Dayanılan nedenler dosya kapsamından anlaşılacağı üzere tekrar değerlendirildiğinde;
Suçun İşleniş Biçimi: Sanıklar işbölümü gereği 19 göçmeni Erzurum’dan İstanbul’a taşımakla görevlidirler. İlk etapta göçmenleri yurda sokan bir ekip, yine İstanbul’da teslim alıp yurttan çıkaracak bir ekip vardır. Sanıklar her iki ekiple birlikte çalışmaktadırlar. Ancak yurda sokan ve yurttan çıkaran kişi ya da kişiler yakalanamamıştır. Göçmenlerin beyanından açıkça anlaşılacağı üzere Erzurum’da üç gün boyunca ahırda tutulduktan sonra en fazla 12–15 kişinin yolcu olarak bulunabileceği minibüse 21 kişi binerek Erzurum’dan İstanbul’a seyahat etmek zorunda bırakılmışlardır. Göçmen olup her hal ve koşulda Avrupa’ya gitmek isteyen insanları bu kabullerini istismar ederek insana reva görülmeyecek koşullarda bulundurmak cezanın alt sınırdan uzaklaşmak için yeter sebeptir.

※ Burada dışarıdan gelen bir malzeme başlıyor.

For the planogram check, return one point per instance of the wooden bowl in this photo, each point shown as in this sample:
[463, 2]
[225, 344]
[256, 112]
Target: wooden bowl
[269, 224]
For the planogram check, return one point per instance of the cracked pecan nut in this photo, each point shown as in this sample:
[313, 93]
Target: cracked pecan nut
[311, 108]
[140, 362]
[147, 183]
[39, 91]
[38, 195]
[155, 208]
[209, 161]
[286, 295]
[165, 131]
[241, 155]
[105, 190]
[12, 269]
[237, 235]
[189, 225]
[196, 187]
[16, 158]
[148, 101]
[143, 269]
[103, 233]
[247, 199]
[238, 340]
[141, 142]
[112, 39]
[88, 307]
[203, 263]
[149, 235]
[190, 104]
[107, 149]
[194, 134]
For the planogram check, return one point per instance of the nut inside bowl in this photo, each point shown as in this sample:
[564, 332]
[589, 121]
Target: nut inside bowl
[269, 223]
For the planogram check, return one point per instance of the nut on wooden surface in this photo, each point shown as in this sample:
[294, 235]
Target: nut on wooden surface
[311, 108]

Suç Konusunun Önem ve Değeri: Sınıraşan Örgütlü Suçlara Karşı Birleşmiş Milletler Sözleşmesine Ek Kara, Deniz ve Hava Yoluyla Göçmen Kaçakçılığına Karşı Protokol ile ‘göçmen kaçakçılığı’ suçu uluslararası bir suç olup sözleşmede taraf devletlere göçmen kaçakçılığını önlemek ve bununla mücadele etmek, kaçak göçmenlerin haklarını korumak görev olarak yüklenmiştir. Göçmen kaçakçılığını önlemek ve bununla mücadele etmek için atılacak etkin adımlar arasında da taraf devletlere göçmen kaçakçılığını ceza yaptırımına bağlamak görevi yüklenmiştir. Dolayısıyla göçmen kaçakçılığı ile etkin mücadele için yaptırımının da suçu önleyici olması bakımından ağır olması gerekir.
Meydana Gelen Zararın Ağırlığı: Hak ve nasafet kuralı gereği bir göçmene karşı işlenen suç ile 19 göçmene karşı işlenen suç yönünden aynı cezanın belirlenmemesi gerekir.

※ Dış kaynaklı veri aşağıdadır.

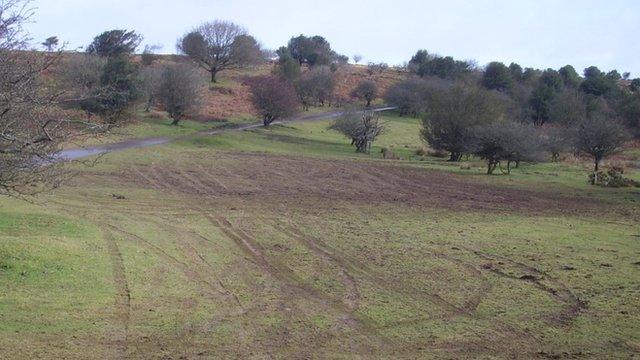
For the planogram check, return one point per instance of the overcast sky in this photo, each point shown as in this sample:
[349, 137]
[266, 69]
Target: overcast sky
[536, 33]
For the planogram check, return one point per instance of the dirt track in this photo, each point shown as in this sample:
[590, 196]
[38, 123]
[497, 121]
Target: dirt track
[265, 188]
[76, 154]
[290, 178]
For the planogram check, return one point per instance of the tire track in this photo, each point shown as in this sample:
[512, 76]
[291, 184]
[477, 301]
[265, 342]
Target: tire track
[538, 279]
[353, 295]
[195, 256]
[290, 281]
[122, 296]
[355, 266]
[188, 271]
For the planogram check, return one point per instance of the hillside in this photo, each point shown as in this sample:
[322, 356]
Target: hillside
[284, 243]
[230, 97]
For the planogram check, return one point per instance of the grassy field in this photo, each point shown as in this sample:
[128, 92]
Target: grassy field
[283, 243]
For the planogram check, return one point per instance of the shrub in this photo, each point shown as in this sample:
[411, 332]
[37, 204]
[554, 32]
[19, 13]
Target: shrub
[119, 89]
[115, 43]
[612, 178]
[412, 95]
[179, 91]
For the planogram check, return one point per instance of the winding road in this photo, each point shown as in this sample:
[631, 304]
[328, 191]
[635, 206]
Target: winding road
[79, 153]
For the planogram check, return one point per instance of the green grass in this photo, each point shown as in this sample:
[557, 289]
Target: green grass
[197, 291]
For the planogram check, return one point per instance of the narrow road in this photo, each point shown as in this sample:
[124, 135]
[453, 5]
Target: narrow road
[75, 154]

Sanıkların Kasta Dayalı Kusurunun Ağır Oluşu: Sanıklar yakalandıklarında önce biri suçu üzerine alırken diğeri suçu kabul etmemiştir. Suçu kabul etmeyen sanık yoğun şekilde yol boyunca seyahatin güvenle geçmesini sağlamaya yönelik olarak telefon görüşmesi yapmıştır. Yakalandığında ortaklarının yakalanmamasını teminen telefon aramalarını silmiştir. Bu da sanığın suç işleme kastının yoğunluğunu oraya koyan dış dünyaya yansıyan davranış şeklidir. Keza sanıklardan suç ortaklarını açıklamaları beklenemez ise de, irtibatlı olduğu kişilerin isim ve adresini bilmediklerini söylemeleri kasıtlarının yoğunluğunu değerlendirmede ölçüttür.

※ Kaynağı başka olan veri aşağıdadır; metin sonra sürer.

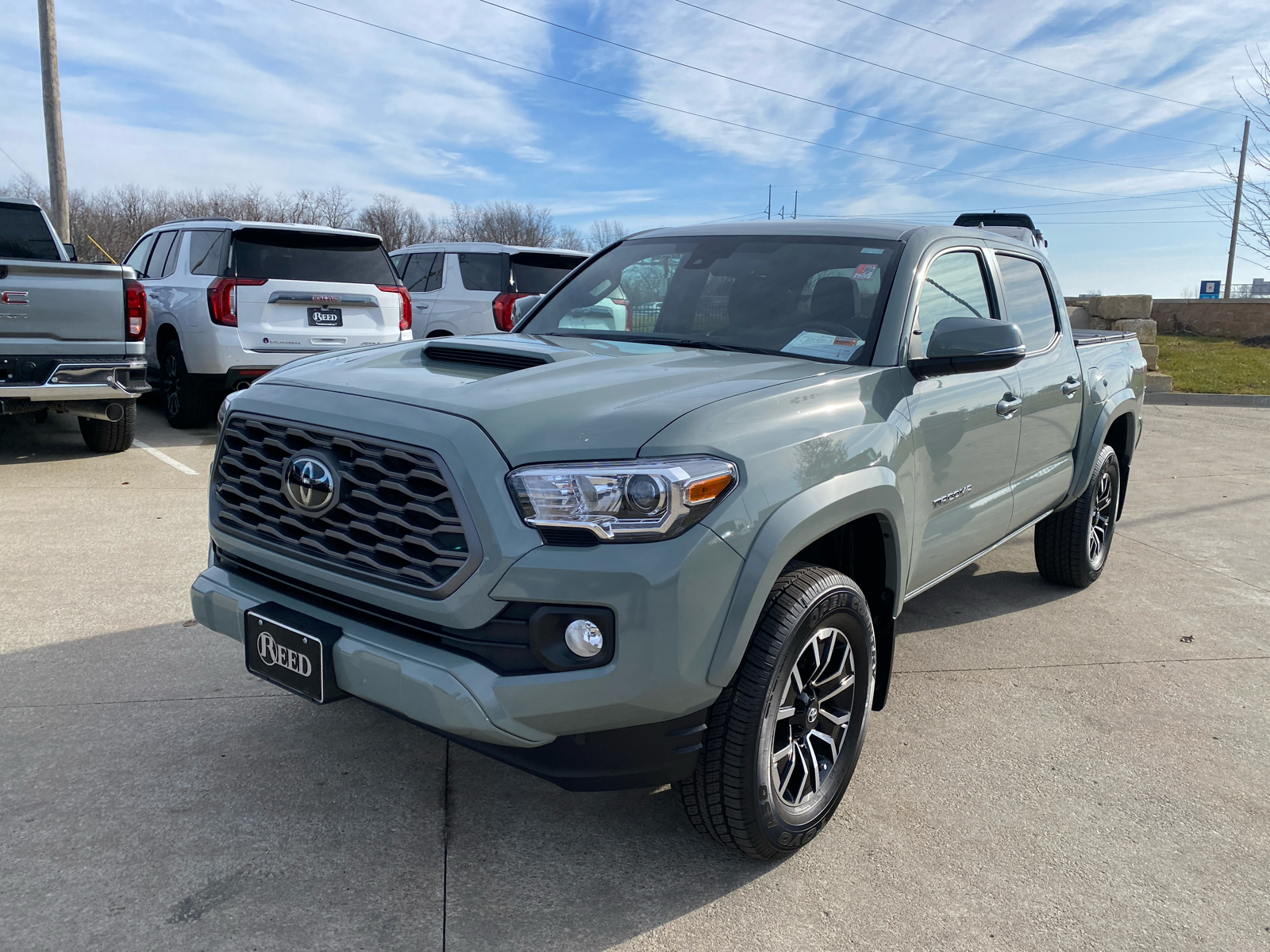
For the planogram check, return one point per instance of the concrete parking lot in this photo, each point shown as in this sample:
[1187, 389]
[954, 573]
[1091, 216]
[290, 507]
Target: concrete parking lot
[1057, 770]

Sanıkların Güttüğü Amaç ve Saik: Yasada ‘maddî menfaat elde etmek maksadıyla’ denilmek suretiyle saik açıklanmıştır. Burada maddî menfaat elde etmek maksadıyla suç işleyen sanıklara verilecek ekonomik cezanın yani adli para cezasının bireyselleştirilmesi önem arz etmektedir.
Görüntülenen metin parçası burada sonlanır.